Metamorphosis

Nature teaches; poets help us see and learn

Metamorphosis
Photo by the author

JOHANN WOLFGANG von GOETHE is most famous for “Faust,’ his epic poem rich with the spirit of the Enlightenment. He famously explored the quest for knowledge by using a character so intent on it that he makes a pact with the Devil to acquire even more.

To be sure, Goethe was himself interested in many things, including science. In another of his poems, he explored The Metamorphosis of Plants. A small and beautifully illustrated book by Gordon L. Miller focuses on this work. The book is a good companion this time of year when we routinely see sights such as captured in the photo above. Miller uses his own excellent photographs to illustrate his book.

What interested Goethe was a fuller understanding of what nature, through close observation, could teach. What he celebrates in his poem is the plant’s ability to regenerate itself. The leaf is perhaps most emblematic of this process because one can readily follow the emerging bud in Spring, the showy photosynthesis in Summer, the flamboyant dying leaf in Autumn, and the dead and decaying foliage on the garden ground in Winter. And then it all repeats itself.

Goethe’s ideas on nature piqued the interest of transcendentalists Ralph Waldo Emerson and Henry David Thoreau in America. (Miller, page xxv). From them we can trace some of today’s emphasis on environmentalism as a political movement. Ironically, Thoreau’s Walden Pond today is surrounded by Boston-area urbanization, and it has been preserved as a Massachusetts state park. Having just returned from a short visit to Los Angeles, I am reminded of the alarming separation from Nature that urban sprawl produces. Little of nature is observable in American cities, except perhaps for parks and gardens. Even these are usually not “natural;” they are human managed. Preservation within an urban area is an uncommon asset, but parks are often abused. In Los Angeles, famed MacArthur Park is tragically blighted. New York’s Central Park, by contrast, is an oasis teeming with beauty.

Another poet who considered life phases is William Cullen Bryant, whose 230th birthday was a week ago. Bryant’s poem Thanatopsis is about death and regeneration. While the leaf above is beautiful, it also is dying. Bryant suggests that when thoughts of death pop up in one’s mind, one can “go forth under the open sky and list to nature’s teachings.” The experience perhaps will shake the observer from foreboding and instill a recognition of both regeneration and the privilege of life.
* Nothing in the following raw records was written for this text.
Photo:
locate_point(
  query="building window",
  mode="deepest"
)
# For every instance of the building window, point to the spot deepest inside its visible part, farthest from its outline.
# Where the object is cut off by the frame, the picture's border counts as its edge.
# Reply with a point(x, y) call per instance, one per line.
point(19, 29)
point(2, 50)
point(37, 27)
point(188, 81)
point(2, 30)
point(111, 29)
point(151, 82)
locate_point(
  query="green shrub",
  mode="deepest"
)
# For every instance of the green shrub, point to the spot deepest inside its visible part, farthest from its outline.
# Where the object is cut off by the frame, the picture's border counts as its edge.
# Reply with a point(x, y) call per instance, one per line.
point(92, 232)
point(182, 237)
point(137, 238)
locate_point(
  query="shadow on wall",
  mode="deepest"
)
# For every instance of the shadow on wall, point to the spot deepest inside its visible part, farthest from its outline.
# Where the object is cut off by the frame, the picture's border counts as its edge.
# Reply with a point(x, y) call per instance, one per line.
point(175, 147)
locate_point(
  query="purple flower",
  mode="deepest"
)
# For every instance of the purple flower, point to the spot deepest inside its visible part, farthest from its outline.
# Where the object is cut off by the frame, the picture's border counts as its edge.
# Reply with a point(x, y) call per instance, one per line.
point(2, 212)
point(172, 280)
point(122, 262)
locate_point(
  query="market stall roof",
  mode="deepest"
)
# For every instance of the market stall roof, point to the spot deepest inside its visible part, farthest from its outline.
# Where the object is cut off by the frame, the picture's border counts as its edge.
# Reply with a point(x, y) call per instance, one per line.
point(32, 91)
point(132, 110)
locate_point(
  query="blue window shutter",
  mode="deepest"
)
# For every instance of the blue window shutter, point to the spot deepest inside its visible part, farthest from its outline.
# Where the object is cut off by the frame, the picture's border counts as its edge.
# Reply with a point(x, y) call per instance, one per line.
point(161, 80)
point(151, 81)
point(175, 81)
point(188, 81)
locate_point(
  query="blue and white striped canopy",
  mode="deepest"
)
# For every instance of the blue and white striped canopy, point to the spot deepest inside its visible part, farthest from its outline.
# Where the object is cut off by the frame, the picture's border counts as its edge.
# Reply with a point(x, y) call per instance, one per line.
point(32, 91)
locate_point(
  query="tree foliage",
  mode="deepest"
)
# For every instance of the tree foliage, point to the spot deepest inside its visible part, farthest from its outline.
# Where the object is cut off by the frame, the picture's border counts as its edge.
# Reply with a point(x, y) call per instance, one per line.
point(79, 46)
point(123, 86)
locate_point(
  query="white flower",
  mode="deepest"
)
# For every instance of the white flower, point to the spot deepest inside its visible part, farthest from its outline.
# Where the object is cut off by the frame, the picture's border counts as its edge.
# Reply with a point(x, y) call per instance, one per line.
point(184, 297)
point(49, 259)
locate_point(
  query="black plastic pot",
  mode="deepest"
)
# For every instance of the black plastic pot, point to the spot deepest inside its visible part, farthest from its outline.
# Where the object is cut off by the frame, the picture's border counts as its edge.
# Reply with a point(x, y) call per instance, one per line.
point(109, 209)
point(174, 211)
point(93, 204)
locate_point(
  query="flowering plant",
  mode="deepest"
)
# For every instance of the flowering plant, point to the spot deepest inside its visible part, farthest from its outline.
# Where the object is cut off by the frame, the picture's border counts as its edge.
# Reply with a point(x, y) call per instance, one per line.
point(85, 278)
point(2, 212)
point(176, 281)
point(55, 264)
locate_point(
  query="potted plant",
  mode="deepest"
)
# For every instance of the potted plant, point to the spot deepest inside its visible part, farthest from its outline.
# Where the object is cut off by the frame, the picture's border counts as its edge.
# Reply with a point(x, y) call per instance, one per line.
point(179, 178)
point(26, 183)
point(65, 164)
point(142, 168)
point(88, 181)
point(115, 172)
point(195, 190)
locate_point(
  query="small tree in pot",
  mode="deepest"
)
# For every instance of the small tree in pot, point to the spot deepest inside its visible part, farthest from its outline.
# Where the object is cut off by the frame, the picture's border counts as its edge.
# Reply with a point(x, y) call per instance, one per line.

In these two poems we read of life, death and regeneration, and the states of change that those of us who live to old age experience. Literature, legend, and faith are replete with the idea of metamorphosis, prompting one to wonder if it was observation of Nature that birthed the notion of transformation. Writers as diverse as Ovid and Franz Kafka wrote works under that title. There are many other examples, even in religion. Metamorphosis in plants might be linked to the New Testament image of the transfiguration of Christ, in which the man who was crucified is seen by his disciples as a transformed being floating above the mountain where they had been praying. Greek mythology, too, is rich with stories of metamorphoses. Circe, for example, had the capacity to turn humans into animals (such was the fate of Odysseus’s crew whom she transformed into swine). People today evidently long for an adventure in transformation by turning themselves into all variety of beasts, animals, witches and skeletons at Halloween.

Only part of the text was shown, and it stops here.